Mr. Fox has unveiled a sweeping reform of the country's notoriously foul criminal-justice system, from the police and prosecutors to trial procedures. The plan aims to wrest the system free of endemic corruption by injecting it with more transparent practices, bringing it in line with other Latin American countries including Argentina, Chile, and Costa Rica, which have adopted similar legal reforms.
While Fox came to office in 2000 promising to clean up a country governed by one party for more than 70 years, he has little to show for it. Opposition in Congress has blocked his labor, tax, and energy initiatives. But with the public increasingly fed up with crime and government graft, observers say the time is ripe for passing these radical legal changes, which could prove to be Fox's legacy.
"This initiative is a milestone in Mexican history," says José Antonio Ortega, a crime expert with Coparmex, a leading Mexican business association. "People feel abandoned by the justice system, and this reform will professionalize investigations and increase transparency. There are no losers with this."
The reforms, announced last week, would consolidate the five national police forces into one, and give more officers the power not just to prevent crime but investigate it. Police would be independent of federal prosecutors.
The plan would also enforce the presumption that defendants are innocent until proven guilty.
"Mexico's constitution incorporates this concept, but it is rarely put into practice," says Adriana Carmona, a lawyer with the Mexican Commission for the Defense and Promotion of Human Rights. "Here, the prosecutor's findings heavily influence a judge's ruling."
Basic legal principles in the United States, such as Miranda rights and public trials, have yet to penetrate Mexico. Defendants rarely have face time with a judge, and about one-third of cases are solved through torture-induced confessions, according to a recent study by CIDE, a Mexican research institute. Juvenile offenders are often treated as adults, with the idea of community service as an alternative to jail still rare.
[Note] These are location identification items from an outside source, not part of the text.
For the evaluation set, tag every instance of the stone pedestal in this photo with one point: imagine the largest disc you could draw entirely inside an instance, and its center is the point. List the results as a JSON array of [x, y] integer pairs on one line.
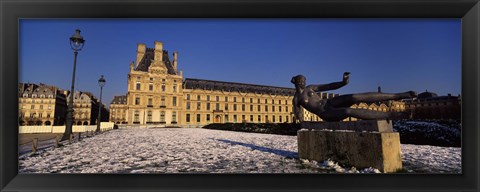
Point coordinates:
[[355, 147]]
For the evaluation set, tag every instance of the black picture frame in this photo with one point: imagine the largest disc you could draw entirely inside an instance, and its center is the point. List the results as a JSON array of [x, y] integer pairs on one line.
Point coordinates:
[[12, 11]]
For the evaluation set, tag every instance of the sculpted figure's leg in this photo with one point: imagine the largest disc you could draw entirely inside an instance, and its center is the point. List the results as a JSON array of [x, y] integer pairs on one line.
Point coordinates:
[[350, 99]]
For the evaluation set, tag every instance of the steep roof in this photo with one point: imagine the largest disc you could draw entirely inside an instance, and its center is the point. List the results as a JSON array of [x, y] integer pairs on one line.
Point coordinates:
[[240, 87], [122, 99], [147, 61]]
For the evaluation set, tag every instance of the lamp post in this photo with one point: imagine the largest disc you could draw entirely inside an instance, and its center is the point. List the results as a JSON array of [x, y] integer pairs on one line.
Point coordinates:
[[76, 43], [101, 83]]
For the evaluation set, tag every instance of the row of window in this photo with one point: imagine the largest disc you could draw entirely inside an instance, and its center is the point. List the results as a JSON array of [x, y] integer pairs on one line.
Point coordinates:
[[163, 87], [252, 119], [33, 107], [35, 96], [136, 116], [35, 115], [37, 101], [162, 101], [226, 99], [243, 106]]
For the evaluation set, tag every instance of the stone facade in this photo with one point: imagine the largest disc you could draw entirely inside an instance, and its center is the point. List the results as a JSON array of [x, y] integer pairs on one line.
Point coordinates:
[[85, 106], [429, 105], [118, 109], [41, 105], [157, 93], [47, 105]]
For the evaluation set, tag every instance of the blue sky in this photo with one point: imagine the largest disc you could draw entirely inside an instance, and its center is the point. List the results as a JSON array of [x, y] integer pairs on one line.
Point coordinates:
[[396, 54]]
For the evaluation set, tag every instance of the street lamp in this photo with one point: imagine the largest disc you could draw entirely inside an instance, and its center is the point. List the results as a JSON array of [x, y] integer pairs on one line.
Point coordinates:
[[101, 83], [76, 43]]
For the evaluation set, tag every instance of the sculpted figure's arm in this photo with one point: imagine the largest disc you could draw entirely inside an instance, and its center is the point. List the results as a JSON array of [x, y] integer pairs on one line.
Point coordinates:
[[331, 86], [297, 112]]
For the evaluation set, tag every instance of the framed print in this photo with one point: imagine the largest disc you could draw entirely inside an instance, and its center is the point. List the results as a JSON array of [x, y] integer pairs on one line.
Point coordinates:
[[223, 95]]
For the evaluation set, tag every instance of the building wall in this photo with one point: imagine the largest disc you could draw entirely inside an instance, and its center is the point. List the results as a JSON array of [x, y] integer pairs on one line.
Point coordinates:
[[41, 105], [206, 106]]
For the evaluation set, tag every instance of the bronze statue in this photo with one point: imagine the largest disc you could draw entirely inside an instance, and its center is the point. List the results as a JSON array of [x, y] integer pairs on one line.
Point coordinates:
[[338, 108]]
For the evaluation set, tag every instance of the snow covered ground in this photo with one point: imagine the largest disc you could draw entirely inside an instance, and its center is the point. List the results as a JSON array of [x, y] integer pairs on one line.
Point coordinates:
[[191, 150]]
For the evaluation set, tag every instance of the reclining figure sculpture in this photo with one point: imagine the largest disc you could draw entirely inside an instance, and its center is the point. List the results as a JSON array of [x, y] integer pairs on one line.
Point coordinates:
[[338, 108]]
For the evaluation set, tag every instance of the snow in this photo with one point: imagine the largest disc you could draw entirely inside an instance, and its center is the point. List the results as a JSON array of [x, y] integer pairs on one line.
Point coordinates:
[[193, 150]]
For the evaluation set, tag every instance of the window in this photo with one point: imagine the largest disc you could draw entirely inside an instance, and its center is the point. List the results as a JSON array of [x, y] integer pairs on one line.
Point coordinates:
[[162, 116], [138, 85], [149, 116], [162, 101], [150, 101]]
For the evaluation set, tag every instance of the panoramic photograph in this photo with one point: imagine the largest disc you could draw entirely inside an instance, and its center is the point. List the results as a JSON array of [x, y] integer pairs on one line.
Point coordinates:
[[256, 96]]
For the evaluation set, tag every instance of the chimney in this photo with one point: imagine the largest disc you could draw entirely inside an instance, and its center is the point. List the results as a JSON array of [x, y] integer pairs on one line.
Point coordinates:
[[175, 60], [141, 48], [158, 51]]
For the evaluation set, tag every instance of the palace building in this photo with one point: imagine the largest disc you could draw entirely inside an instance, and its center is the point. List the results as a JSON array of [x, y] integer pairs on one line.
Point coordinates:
[[47, 105], [157, 93]]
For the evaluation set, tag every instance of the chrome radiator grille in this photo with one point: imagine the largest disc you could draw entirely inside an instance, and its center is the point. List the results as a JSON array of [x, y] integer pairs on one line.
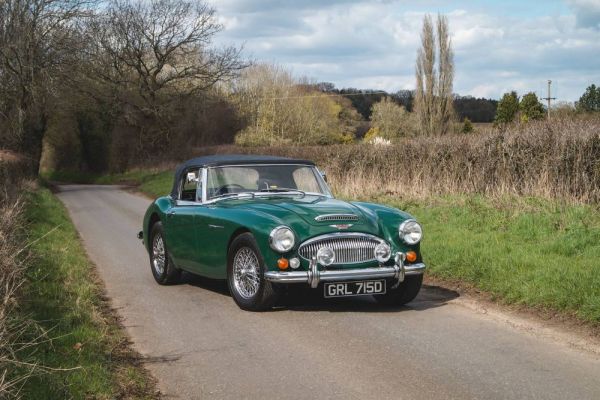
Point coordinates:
[[349, 248], [336, 217]]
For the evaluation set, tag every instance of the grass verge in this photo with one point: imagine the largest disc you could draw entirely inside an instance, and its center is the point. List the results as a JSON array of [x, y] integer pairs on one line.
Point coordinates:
[[527, 251], [89, 355]]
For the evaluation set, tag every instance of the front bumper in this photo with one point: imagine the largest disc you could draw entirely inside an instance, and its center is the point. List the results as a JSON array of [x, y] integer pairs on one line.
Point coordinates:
[[313, 276]]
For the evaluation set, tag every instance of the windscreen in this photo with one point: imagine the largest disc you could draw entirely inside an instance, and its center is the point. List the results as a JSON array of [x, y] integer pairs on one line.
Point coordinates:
[[264, 178]]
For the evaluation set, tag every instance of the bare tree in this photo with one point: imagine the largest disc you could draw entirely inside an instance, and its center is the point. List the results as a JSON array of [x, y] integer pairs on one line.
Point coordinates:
[[158, 47], [433, 97], [37, 41]]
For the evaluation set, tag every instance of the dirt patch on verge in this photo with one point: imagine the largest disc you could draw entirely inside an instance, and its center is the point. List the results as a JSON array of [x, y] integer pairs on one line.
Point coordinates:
[[559, 327], [132, 379]]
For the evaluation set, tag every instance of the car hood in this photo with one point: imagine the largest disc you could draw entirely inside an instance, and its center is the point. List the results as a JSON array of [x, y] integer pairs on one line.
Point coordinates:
[[300, 212]]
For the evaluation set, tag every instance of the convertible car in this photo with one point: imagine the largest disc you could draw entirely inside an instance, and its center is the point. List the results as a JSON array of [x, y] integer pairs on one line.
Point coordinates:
[[263, 223]]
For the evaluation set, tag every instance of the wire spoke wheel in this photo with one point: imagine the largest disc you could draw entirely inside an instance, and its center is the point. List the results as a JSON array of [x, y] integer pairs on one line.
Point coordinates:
[[158, 254], [246, 272]]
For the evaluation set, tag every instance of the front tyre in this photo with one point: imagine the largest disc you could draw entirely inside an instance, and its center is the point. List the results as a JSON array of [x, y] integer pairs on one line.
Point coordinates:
[[404, 293], [245, 275], [163, 269]]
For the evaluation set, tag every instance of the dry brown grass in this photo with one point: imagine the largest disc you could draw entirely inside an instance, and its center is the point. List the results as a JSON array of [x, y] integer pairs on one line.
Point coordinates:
[[556, 159], [12, 257]]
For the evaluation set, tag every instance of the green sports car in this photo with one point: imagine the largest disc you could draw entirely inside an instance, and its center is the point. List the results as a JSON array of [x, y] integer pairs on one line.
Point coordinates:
[[263, 223]]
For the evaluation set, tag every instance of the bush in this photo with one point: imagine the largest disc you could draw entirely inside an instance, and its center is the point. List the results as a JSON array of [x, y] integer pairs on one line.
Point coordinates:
[[467, 126]]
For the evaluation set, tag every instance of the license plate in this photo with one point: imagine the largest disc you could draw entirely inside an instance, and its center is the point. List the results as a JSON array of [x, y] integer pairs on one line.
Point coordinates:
[[354, 288]]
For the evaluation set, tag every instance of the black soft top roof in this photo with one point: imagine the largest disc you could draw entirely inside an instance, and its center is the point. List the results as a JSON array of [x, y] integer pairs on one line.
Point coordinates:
[[228, 159]]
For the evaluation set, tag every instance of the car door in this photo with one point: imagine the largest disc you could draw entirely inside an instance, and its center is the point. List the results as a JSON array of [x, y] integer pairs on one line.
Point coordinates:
[[181, 222]]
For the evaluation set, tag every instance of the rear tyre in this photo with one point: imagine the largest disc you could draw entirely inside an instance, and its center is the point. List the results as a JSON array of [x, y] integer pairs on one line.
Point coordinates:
[[163, 269], [245, 275], [404, 293]]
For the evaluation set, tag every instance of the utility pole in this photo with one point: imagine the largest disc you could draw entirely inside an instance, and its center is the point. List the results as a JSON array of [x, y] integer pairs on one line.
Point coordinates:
[[549, 99]]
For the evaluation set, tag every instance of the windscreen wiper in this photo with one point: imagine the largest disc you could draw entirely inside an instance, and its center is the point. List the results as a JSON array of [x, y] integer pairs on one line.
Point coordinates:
[[283, 191], [230, 196]]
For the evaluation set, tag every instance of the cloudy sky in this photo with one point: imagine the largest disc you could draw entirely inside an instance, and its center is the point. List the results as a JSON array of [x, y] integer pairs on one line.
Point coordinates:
[[499, 45]]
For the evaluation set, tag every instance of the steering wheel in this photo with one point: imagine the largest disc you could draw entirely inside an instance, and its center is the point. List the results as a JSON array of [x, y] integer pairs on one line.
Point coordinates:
[[221, 190]]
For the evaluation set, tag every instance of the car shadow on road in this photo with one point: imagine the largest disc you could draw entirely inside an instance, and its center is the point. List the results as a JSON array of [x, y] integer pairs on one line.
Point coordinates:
[[302, 298]]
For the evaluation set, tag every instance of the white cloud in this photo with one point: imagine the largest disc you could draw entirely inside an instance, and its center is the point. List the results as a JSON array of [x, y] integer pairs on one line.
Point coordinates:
[[372, 44]]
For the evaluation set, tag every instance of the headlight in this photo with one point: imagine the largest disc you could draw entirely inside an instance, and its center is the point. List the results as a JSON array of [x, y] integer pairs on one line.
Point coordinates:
[[410, 231], [282, 239], [383, 252], [325, 256]]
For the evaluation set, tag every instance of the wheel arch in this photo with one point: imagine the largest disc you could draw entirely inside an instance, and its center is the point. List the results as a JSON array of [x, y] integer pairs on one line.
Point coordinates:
[[240, 230]]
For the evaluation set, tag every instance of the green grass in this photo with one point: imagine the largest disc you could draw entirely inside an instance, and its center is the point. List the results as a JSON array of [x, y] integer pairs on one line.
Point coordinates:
[[528, 251], [64, 296], [522, 251]]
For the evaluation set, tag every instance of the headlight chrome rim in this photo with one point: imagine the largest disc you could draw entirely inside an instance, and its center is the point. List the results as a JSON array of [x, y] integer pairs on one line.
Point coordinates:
[[410, 232], [275, 238]]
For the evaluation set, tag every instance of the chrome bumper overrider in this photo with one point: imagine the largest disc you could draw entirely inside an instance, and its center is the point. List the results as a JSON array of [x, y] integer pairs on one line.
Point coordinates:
[[313, 276]]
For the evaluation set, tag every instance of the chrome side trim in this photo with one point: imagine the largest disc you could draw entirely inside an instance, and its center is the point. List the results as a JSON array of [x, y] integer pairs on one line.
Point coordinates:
[[340, 275]]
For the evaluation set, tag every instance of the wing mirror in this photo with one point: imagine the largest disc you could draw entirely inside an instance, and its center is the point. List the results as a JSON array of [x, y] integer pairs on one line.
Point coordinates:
[[323, 175], [191, 177]]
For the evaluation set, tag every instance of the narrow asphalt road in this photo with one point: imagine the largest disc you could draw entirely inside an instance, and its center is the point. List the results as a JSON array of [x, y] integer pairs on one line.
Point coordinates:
[[201, 345]]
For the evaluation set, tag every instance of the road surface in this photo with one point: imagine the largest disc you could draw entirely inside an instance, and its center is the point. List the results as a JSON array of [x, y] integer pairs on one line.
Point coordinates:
[[200, 345]]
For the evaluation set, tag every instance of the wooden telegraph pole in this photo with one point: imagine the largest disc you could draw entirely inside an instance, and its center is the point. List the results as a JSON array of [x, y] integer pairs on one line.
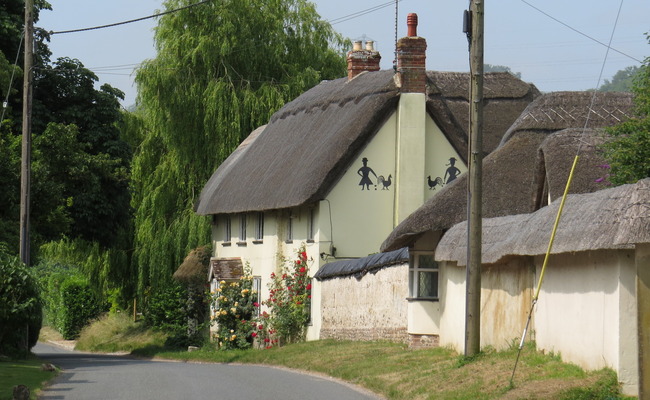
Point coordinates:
[[25, 170], [474, 186]]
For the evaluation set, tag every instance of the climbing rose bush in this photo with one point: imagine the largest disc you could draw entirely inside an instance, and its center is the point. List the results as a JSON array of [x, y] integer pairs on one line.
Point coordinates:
[[235, 305], [288, 304]]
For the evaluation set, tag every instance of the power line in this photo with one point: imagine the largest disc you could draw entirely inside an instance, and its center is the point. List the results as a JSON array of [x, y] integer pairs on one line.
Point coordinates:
[[362, 12], [579, 32], [129, 21]]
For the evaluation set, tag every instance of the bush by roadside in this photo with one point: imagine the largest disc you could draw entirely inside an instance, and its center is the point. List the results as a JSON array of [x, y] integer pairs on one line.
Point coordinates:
[[20, 306]]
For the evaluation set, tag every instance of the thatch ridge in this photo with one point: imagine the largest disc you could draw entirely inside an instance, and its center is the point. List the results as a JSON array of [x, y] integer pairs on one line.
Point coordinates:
[[614, 218], [555, 111], [513, 181], [515, 173], [298, 157]]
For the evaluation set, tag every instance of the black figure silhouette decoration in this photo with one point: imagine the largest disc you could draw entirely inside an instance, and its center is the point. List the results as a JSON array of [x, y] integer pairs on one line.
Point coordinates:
[[365, 171], [452, 171], [435, 182]]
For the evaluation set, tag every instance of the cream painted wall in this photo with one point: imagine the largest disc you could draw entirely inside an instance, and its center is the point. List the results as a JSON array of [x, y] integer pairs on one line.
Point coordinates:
[[643, 309], [439, 151], [506, 297], [586, 311], [423, 317], [362, 219], [411, 154], [265, 257], [452, 306]]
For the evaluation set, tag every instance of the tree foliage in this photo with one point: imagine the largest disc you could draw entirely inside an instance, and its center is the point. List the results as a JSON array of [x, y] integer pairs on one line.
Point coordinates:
[[628, 153], [221, 70], [80, 164], [20, 306]]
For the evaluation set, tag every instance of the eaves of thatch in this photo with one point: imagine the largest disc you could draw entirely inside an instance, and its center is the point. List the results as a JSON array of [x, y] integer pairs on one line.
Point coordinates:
[[531, 164], [614, 218], [194, 268], [307, 145]]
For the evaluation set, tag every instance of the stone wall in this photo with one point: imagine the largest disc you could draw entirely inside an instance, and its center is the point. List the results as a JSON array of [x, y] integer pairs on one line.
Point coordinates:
[[372, 308]]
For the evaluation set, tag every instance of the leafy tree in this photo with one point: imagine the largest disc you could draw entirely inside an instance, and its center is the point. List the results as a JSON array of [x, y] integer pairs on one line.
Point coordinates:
[[628, 153], [622, 81], [500, 68], [221, 70], [20, 308]]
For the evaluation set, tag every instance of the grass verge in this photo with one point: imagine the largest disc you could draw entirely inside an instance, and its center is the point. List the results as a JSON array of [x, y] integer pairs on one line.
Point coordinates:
[[396, 372], [389, 369], [117, 332], [22, 372]]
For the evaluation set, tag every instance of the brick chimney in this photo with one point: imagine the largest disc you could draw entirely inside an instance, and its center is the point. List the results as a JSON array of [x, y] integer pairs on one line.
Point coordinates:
[[411, 56], [360, 60]]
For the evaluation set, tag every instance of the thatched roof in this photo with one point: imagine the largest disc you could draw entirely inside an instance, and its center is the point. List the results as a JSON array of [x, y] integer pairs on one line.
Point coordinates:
[[615, 218], [307, 145], [533, 161], [194, 269], [359, 267], [561, 110]]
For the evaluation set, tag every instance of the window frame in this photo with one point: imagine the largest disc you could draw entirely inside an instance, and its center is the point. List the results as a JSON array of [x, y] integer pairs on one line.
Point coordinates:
[[414, 272], [227, 229], [311, 231], [259, 228], [289, 234], [242, 230]]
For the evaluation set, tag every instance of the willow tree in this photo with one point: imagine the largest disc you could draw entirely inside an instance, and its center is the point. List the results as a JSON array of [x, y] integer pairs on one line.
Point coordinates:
[[222, 68]]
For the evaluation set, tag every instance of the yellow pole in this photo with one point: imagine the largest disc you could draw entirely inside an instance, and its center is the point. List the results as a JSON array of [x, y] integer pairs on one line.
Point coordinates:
[[555, 225]]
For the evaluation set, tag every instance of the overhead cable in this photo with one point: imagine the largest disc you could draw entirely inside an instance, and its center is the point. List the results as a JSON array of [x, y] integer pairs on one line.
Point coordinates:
[[581, 33], [131, 20]]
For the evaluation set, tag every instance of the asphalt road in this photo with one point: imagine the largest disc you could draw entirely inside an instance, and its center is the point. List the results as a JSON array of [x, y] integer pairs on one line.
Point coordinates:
[[99, 376]]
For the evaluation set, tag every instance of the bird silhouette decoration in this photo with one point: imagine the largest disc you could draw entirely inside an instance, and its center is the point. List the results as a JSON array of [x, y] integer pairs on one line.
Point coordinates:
[[435, 182], [385, 183]]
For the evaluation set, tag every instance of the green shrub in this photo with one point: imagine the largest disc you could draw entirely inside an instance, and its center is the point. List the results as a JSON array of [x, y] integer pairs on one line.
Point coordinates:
[[235, 305], [20, 306], [80, 306], [50, 277]]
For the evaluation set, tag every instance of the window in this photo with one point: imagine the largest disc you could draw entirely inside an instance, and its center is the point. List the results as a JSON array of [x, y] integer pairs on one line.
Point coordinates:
[[423, 276], [311, 228], [259, 228], [257, 286], [227, 231], [290, 228], [242, 229]]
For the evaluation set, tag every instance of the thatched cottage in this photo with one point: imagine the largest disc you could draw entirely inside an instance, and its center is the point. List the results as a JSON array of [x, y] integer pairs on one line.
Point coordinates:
[[594, 303], [340, 166], [598, 286]]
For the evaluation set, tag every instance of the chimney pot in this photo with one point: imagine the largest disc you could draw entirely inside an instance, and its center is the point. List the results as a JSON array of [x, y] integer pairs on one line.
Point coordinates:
[[412, 23], [362, 60], [411, 57]]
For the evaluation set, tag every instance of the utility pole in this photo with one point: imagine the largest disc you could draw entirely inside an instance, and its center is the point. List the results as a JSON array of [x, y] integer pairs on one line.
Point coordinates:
[[25, 170], [474, 185]]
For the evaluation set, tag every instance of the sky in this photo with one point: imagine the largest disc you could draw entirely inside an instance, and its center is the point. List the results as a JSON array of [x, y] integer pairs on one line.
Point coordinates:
[[552, 43]]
The dysfunctional system results in a string of tragic stories. In March 2003 Guillermo Vélez Mendoza, a presumed kidnapper, died within hours of being detained by federal agents. One autopsy showed that he died from torture, while a second concluded that he had fallen while attempting to escape from police custody.
Excessive and arbitrary prison sentences are common. Lawyers groups say that Mexican jails are filled with offenders, many young and poor, serving long sentences for petty crimes, while serious criminals, especially those able to pay bribes and call on political contacts, evade lockup.
These flaws fuel public mistrust in the system. Most Mexicans view police officers and judges as more focused on negotiating bribes and protecting local bosses than fighting crime - an attitude that, according to studies by the National Autonomous University of Mexico, leaves more than 75 percent of crimes unreported (what local officials call the "black statistic").
"Our justice system grew out of a totalitarian state that depended on corruptive practices to function," says Laura Salinas, a law professor at Mexico City's Autonomous Metropolitan University. "Even the best reform will do nothing if administrators and those in power continue to lack ethics. Having said that, it's good to see Fox trying to create a legal base that we can build on."
Most Mexicans back Fox's reform, and so may Congress. A public increasingly weary of crime may convince legislators to back the bill, particularly as the 2006 presidential election nears. In the past two months, a wave of political corruption scandals have dominated Mexican headlines and left many wondering when cleaner political days will come.
The plan's most daring proposal is to implement public trials. In the current system, judges accept written statements in their offices and issue written judgments.
"Right now, the process is closed-door," says Mr. Ortega. "It is nearly impossible to monitor the system or know how cases are decided."
The new plan would bring the public into the courtroom, with witness stands and defense lawyers and prosecutors arguing before a judge's bench. Only confessions made in front of a judge would count, a change designed to prevent torture.
Quite apart from the logistical challenge of implementing a new trial system, Mexico's government must also consider the broad cultural shift that the reform package implies.
"It would need to be accompanied by a massive public- education program," says Ms. Salinas. "Lawyers and judges would also need training.... Many judges are old-fashioned here, a bit stuck in time. They'd have to come around to a more modern way of working."
Legal experts and human rights groups are now poring over the government's 500-plus page proposal to see if it has legs. Most observers are encouraged that the reform includes the recommendations of a United Nations study of Mexico's justice system.
However, they maintain a degree of skepticism until they see the bill in its final form, as well as the amount of money the government will budget for the implementation of the far-reaching changes. The proposal must go through Congress and could take the better part of a decade to implement.
"The government has publicized the best parts of its reform," says Carmona. "The strength of the bill will be in the details."